Old 21st September 2006
Registered User
cosmos's Avatar

Thread Starter
Are you using De-Esser ?

just from curosity, do you use De-esser in your mixes ? i heard alot of opinions from some people that this is not a must have in the studio and that a GOOD Deesser is hard to find ... how the SPL 9692 preforms when you DO want to remove those unwanted s frequencies ?

doesent it affect overall on your final mix ?

is this the easy way to "fix" incorrect mix, would it be better to try and avoid those freq in the first place ?

what do you think about De-essers ?
Old 21st September 2006
Lives for gear

I very frequencly use them on vocals. I always use plugins as the de-ess modes on some fo the compressors I have do awful things. They work better when cascaded, each with different settings if you need to grab much.
Old 21st September 2006
Gear addict
mhartman's Avatar

I try not to use a de-esser, but on heavily compressed vocals it is often necessary. If you can get away without it, great. If not, use one. Nothing is more annoying to me than huge in your face ess's and shhh's. Mic choice/position is often your best de-esser.
Old 21st September 2006
Gear Head

I have never met a harwadre or software de-esser that I liked. They always comprimise the vocal in some way or another usually resulting in damage to the high end. I will always try to stop sibilance at the mic with placement, vocal technique, and lastly screens or pencils if absolutely neceassary. If all those fail and the singer still has an unacceptable level of sibilance, I will wait until the final vocal take is comped together and simply make a pass of the voal track with a gain plug and reduce their volume to where I want them to be. Taking this approach to the vocal, always sound more natural, and you don't have to worry about the effect of a de-esser on your whole track.
Old 21st September 2006
Lives for gear
matucha's Avatar
Old 21st September 2006
Registered User
cosmos's Avatar

Thread Starter
thx for the replys ! i also always find it better to try and eliminate this in the first stages of mic positioning. i dont think ill be needing a de-esser anytime soon.

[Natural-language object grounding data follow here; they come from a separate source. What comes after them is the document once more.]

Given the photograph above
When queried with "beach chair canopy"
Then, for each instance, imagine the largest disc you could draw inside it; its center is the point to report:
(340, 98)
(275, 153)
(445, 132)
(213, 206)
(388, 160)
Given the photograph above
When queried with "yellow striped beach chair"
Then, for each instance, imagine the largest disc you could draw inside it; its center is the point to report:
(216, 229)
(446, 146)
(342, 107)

but some do use it for mastering applications, does they ?
Old 21st September 2006
Lives for gear

No, a de-esser is not a must have, but it can be handy in some situations.

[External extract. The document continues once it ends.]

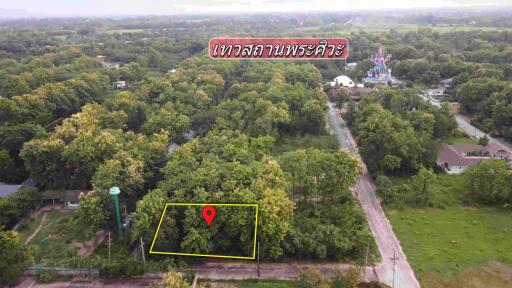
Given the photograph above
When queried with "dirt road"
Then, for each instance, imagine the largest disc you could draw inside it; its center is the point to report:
(387, 243)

I had a Scamp rack that had a pair of nice de-essers once.
I found that it was handy to have in emergency situations.
If you are mixing tracks that you didn't get to eliminate "S es" from because maybe you didn't record it they can be a Godsend!

I work with a very talented vocalist who has a hint of a lisp and he has to pronounce his S es in a way that can be slightly sibilant. If he records the takes I have to use a de-esser.
This guy is VERY talented singer, but the de-esser "fixes" things a bit.

As far as singers with a small lisp goes... I have known several!